And I'm Renee Montagne.

We live in a networked world. Our banking, transportation, power, and water systems all depend on computer operations. An attack on the U.S. in cyberspace could bring a halt to normal life here.

INSKEEP: So far, the countries with the greatest cyber capabilities, China and Russia, have little reason to hurt us this way. But soon there may be another country to worry about.

MONTAGNE: NPR's Tom Gjelten reports on the cyber threat from Iran.

TOM GJELTEN, BYLINE: The United States and its allies have brought tremendous pressure on Iran to give up any thought of developing a nuclear weapon. Israel says military action may be needed to destroy Iranian nuclear facilities. If that happens, the Iranians may want to retaliate. They could sponsor terrorist attacks. Or they could go to their computers and wage a cyberwar.

Security expert Dmitri Alperovitch says the Iranians' capabilities should not be underestimated

DMITRI ALPEROVITCH: There is a great deal of worry in terms of what they may be able to do if they're pushed to the brink. And certainly if they believe the regime is threatened, if they believe they're about to be attacked, how can they employ cyber weapons to either to deter that attack or to retaliate in a way that they can't do militarily?

GJELTEN: Iran until now has not been considered a big threat in the cyber domain. But that is changing, says consultant Jeffrey Carr

JEFFREY CARR: They have all the resources and the capabilities necessary to be a major player in terms of cyber warfare.

GJELTEN: In testimony early this year, the director of National Intelligence, James Clapper, said Iran's cyber capabilities have dramatically increased in recent years. Iranian authorities, for example, have organized a cyber army and made use of so-called patriotic hackers to suppress dissident communications, shut down Twitter, and block websites.
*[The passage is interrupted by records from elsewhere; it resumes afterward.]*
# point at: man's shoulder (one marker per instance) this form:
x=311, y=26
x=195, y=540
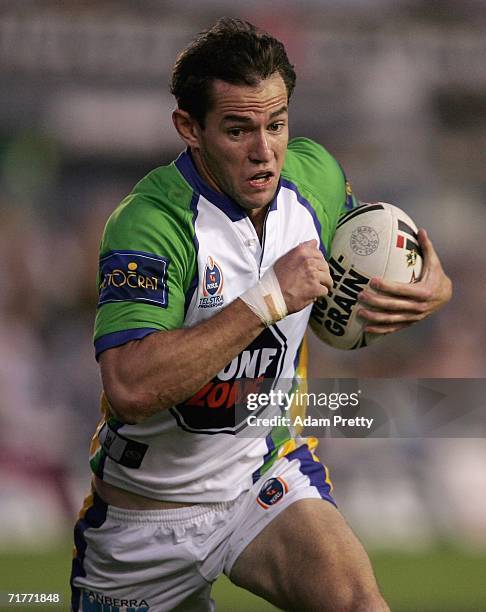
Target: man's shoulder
x=311, y=168
x=161, y=192
x=307, y=160
x=159, y=204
Jeffrey Carr, author of "Inside Cyber Warfare," says these are not easy things to do.

CARR: If the Iranian hackers have demonstrated, you know, a better than average capability, then it's only common sense to assume that the Iranian government is at least as good and probably better. They certainly have the money. They have the desire. And they have access to some of the best schools around the world to train their engineers.

GJELTEN: The big fear in the U.S. is that a cyber attacker could penetrate the computer system that controls a critical asset like the power grid and shut it down. If Iran were caught doing that, it could find itself in a cyber war with the U.S. military. That would probably be a losing proposition.
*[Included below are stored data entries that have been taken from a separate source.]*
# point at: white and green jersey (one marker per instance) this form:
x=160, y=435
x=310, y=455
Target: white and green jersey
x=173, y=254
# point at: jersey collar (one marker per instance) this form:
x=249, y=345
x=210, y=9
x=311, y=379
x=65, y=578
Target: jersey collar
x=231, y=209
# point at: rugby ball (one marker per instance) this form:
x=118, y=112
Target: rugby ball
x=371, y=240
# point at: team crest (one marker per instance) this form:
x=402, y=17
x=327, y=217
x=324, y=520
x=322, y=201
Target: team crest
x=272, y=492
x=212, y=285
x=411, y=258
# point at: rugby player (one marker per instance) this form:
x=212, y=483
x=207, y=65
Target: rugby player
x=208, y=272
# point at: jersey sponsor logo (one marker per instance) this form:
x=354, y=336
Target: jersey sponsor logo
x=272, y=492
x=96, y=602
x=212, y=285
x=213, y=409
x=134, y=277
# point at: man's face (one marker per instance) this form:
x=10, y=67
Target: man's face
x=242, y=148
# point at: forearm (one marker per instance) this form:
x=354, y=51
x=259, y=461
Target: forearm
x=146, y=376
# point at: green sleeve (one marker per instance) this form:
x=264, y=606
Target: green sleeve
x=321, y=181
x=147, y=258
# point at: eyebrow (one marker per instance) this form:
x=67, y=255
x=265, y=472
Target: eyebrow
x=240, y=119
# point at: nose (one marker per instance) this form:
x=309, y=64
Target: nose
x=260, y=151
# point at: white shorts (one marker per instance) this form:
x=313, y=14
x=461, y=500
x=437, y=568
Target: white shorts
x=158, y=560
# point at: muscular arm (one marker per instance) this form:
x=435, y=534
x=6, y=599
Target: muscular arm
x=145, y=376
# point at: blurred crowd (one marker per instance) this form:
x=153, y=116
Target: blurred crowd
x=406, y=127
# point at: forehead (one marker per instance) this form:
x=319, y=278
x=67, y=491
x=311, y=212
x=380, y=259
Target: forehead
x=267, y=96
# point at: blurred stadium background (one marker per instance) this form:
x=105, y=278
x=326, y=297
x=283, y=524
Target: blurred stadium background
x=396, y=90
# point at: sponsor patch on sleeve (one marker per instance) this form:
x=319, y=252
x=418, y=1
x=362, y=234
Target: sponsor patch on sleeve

But there is an alternative. Retired Marine General James Cartwright, the former vice chairman of the Joint Chiefs of Staff, thinks Iran could share its cyber weapons with a group more willing to use them and less vulnerable to counterattack.

GENERAL JAMES CARTWRIGHT: A country could take an offensive capability and easily hand it to somebody that has the intent to use it as a sword rather than a shield. OK? That's what people worry about, both in cyber and nuclear. In cyber it's much easier. I mean I'll just, you know, email it to you, whatever, and say, OK, hey, I know you don't like the Americans, here's a tool.

GJELTEN: The obvious candidate is Hezbollah, the Islamist group that has conducted operations around the world, often in support of Iran. U.S. officials say Hezbollah has shown interest in developing its own cyber arsenal.

On Capitol Hill today, a Homeland Security subcommittee will hear testimony on the Iranians' potential to sponsor cyber attacks against the U.S. homeland. Representative Patrick Meehan of Pennsylvania is the chairman.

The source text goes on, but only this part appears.